# Microsoft Office Application Help - Excel Help forum > Excel General >  >  Dates showing as number instead of mm/dd/yy

## jwright650

Something got switched somewhere in my worksheet.

All of my "recertify by" dates are displayed as a number, but when I select it, it has the correct date in it.

I looked in the options menu, but I must be overlooking the switch to change the display back.

----------


## brokenbiscuits

Highlight the column then select 'format cells'>'date'?

----------


## NBVC

You mean you are seeing 5 digit numbers instead?

If so, then it is simply a formatting issue... format those cells (Format|Cells) as Date (from the Number tab).

----------


## brokenbiscuits

I'm guessing it's not that obvious actually, as when selected it's showing the date, which I don't think it would do if it was formatted as a number...

----------


## jwright650

LOL...this is wierd, the cells are already formatted with mm/dd/yy, but they are displaying a number.

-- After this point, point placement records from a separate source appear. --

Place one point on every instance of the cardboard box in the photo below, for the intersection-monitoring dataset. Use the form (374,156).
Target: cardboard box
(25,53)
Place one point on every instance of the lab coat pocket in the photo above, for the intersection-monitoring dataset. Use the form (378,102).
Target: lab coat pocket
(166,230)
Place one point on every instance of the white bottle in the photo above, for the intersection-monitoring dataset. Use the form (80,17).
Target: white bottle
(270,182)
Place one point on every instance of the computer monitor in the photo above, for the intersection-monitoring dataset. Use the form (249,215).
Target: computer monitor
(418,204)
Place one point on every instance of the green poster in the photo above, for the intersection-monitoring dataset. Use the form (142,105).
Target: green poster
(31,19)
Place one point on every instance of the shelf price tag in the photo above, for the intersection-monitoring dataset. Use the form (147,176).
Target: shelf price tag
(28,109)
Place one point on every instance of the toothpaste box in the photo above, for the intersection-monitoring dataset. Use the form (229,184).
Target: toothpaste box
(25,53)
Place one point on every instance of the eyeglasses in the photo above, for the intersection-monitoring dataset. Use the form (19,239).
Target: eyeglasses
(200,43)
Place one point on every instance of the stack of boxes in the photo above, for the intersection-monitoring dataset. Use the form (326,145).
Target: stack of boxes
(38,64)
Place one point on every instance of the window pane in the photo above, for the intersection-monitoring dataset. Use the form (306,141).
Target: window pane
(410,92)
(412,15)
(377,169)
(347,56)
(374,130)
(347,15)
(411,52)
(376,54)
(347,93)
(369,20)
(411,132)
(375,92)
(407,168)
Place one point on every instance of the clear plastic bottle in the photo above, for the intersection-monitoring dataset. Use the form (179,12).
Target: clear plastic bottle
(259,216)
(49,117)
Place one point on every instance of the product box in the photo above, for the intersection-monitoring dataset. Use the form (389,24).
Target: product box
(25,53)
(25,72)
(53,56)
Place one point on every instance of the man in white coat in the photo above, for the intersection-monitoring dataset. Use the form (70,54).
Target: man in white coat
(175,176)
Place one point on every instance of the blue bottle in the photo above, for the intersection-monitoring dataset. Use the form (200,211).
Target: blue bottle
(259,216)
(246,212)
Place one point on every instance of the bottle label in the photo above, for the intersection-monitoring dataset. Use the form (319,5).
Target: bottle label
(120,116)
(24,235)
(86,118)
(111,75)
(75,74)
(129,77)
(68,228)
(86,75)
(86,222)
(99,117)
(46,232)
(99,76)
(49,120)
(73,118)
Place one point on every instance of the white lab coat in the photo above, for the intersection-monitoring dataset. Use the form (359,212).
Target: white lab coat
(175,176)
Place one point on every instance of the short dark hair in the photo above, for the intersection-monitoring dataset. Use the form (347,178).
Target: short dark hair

Every date in the whole workbook is like this. Click on the cell to change it and the date is displayed correctly, click on a different cell and it displays as  a number.

I just check a different workbook and dates are fine over there, I've switched something in just this workbook.

I just attached the workbook to see if anyone can spot the problem.

----------


## NBVC

In Tools|Options, go to View tab and uncheck the Formulas checkbox.

----------


## brokenbiscuits

It's not even the work_book_, but that specific work_sheet_, as when I copy and paste into a new sheet within the workbook the date values appear correctly.

I've never seen this before, I'm out.

----------


## NBVC

Try my last suggestion.. that seems to fix it.. you had it marked to show formulas instead of results....

----------


## jwright650

> In Tools|Options, go to View tab and uncheck the Formulas checkbox.



@NBVC, 

Yup!...that did the trick! Thank you, I was pulling my hair out, I was updating that sheet while certifying and recalibrating tools here at work and somehow I managed to screw that up...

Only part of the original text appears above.